The NSA has built an infrastructure that allows it to intercept almost everything. With this capability, the vast majority of human communications are automatically ingested without targeting. If I wanted to see your emails or your wife's phone, all I have to do is use intercepts. I can get your emails, passwords, phone records, credit cards.

I don't want to live in a society that does these sort of things. . . . I do not want to live in a world where everything I do and say is recorded. That is not something I am willing to support or live under. . . . I don't see myself as a hero, because what I'm doing is self-interested: I don't want to live in a world where there's no privacy and therefore no room for intellectual exploration and creativity. --Edward Snowden

The right of the people to be secure in their persons, houses, papers, and effects, against unreasonable searches and seizures, shall not be violated. --Fourth Amendment, United States Constitution

An interview filmed a couple of days ago with the 29-year-old whistleblower who spilled the beans to the Guardian and the Washington Post about the National Security Agency's vast data-mining operations, thereby rocking the United States Government to its core:



Snowden was in Hong Kong when the interview was filmed, and quickly running out of funds. As of Sunday evening, Texas time, he had checked out of his hotel room, and the press says his whereabouts are "unknown."

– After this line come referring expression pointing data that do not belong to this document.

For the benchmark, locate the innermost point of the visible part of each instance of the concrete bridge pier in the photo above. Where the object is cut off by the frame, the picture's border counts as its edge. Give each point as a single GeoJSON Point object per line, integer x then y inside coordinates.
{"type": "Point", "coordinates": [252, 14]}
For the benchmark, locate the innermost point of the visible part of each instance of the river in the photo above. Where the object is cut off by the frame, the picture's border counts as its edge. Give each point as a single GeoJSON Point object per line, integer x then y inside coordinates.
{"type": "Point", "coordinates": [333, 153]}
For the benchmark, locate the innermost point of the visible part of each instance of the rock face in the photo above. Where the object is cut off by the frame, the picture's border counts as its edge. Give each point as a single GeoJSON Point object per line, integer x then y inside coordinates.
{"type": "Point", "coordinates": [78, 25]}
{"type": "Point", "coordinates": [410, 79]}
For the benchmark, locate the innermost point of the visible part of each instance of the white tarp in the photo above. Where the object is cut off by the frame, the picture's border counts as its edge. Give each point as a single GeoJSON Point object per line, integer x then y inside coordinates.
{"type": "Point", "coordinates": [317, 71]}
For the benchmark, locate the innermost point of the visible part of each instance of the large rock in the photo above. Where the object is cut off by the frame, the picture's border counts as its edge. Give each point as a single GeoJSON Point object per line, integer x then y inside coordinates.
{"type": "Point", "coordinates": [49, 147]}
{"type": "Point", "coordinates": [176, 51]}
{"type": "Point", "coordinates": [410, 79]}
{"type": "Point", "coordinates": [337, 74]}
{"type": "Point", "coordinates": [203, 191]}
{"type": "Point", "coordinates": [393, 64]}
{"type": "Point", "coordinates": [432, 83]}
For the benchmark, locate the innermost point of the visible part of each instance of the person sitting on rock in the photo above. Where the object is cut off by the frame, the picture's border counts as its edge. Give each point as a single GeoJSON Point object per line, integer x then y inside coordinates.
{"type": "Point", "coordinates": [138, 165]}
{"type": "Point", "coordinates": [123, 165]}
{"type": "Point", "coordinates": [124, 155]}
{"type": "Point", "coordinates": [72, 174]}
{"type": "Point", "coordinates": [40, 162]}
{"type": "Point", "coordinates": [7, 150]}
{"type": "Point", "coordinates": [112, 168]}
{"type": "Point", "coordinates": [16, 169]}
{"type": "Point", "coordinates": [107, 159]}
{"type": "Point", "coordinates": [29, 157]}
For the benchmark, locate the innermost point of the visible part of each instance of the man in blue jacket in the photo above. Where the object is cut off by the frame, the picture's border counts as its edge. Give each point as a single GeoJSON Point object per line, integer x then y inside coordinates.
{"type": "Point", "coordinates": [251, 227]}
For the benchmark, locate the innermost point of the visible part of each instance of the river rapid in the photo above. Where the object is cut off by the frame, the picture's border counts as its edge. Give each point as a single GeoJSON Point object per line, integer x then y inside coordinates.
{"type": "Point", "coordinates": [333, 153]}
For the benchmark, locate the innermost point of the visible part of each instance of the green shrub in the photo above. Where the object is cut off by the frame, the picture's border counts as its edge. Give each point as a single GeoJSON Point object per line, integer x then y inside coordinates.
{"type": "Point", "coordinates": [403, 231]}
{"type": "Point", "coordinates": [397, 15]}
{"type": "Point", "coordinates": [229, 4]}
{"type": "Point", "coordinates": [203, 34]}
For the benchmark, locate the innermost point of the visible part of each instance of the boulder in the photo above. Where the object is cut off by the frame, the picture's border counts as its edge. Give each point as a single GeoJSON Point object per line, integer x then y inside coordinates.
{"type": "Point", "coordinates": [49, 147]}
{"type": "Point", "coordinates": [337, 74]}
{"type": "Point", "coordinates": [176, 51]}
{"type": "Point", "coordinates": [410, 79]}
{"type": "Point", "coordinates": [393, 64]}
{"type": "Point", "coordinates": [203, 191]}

He strikes your Head Trucker as a sensible, conscientious person, not a bug-eyed radical; and while he may or may not have been mistaken in his conclusions, my gut tells me his motives were good, and selfless, and for that I think he deserves our attention and respect. Of course, his days at liberty are likely to be numbered - if he is still alive, and not already kidnapped and flung into a hellhole "black prison" somewhere. But he seems to have known the enormous risks he was taking, and took them anyway. God help him.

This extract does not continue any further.